Sequential art by Ansel Adams

ansel_adams-surf_sequenceAnsel Adams (1902-1984) is well-known for his landscape photography, but what I didn’t know before seeing his current exhibition in London (National Maritime Museum, until April 28, 2013) is that he also did sequential art. On display is a five-part series of photographs from 1940 (pictured e.g. here), each showing waves breaking on the same patch of a beach, from the same point of view. The interesting thing is, it’s not only a series, it’s intended by Adams to be a sequence. Whether this work can be considered a comic, following Scott McCloud’s definition, depends on how it is displayed, i.e. whether the five images are juxtaposed (as they are on the wall in the London exhibition – not pictured here) or not (e.g. in a folder). Another problem is that their order doesn’t seem to be clear, judging from the different images found on the web. On the other hand, the individual titles sometimes contain numbers, e.g. in this collection at the University of Arizona Libraries.

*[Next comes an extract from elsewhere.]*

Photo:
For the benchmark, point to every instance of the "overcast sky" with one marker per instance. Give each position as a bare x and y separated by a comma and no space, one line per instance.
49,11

Fascinating, at any rate, are the differences between Adams’s sequence and the average panel sequence in a comic. Whereas a comic sequence usually implies a chronological order of events (with the exception of flashbacks, or even rarer non-temporal panel relations), I find it hard to hard to recognise a chronological order in the Surf Sequence. The shadow of the cliff suggests that the pictures were taken at roughly the same time, but the wet area of the beach is not constantly growing or shrinking, so if the images are ordered chronologically, Adams must have witnessed several waves between the first and the last picture he took.

Maybe Adams ordered them by another criterion, e.g. by formal-aesthetic considerations (such as the relation of lighter images with more spray to darker ones?), thus deliberately disrupting any chronological order. Then again, he called his work a sequence, not a polyptych. A sequence implies a viewing order: the first image should be viewed first, then the second, etc.

The logic behind this sequence escapes me. Maybe Adams explained it in one of his writings or interviews, but I’m not sure if I want to know. For me, this mystery is part of the appeal of this work. I wish the comics produced today were more daring and, only every once in a while, incorporated such ambiguous and enigmatic sequences.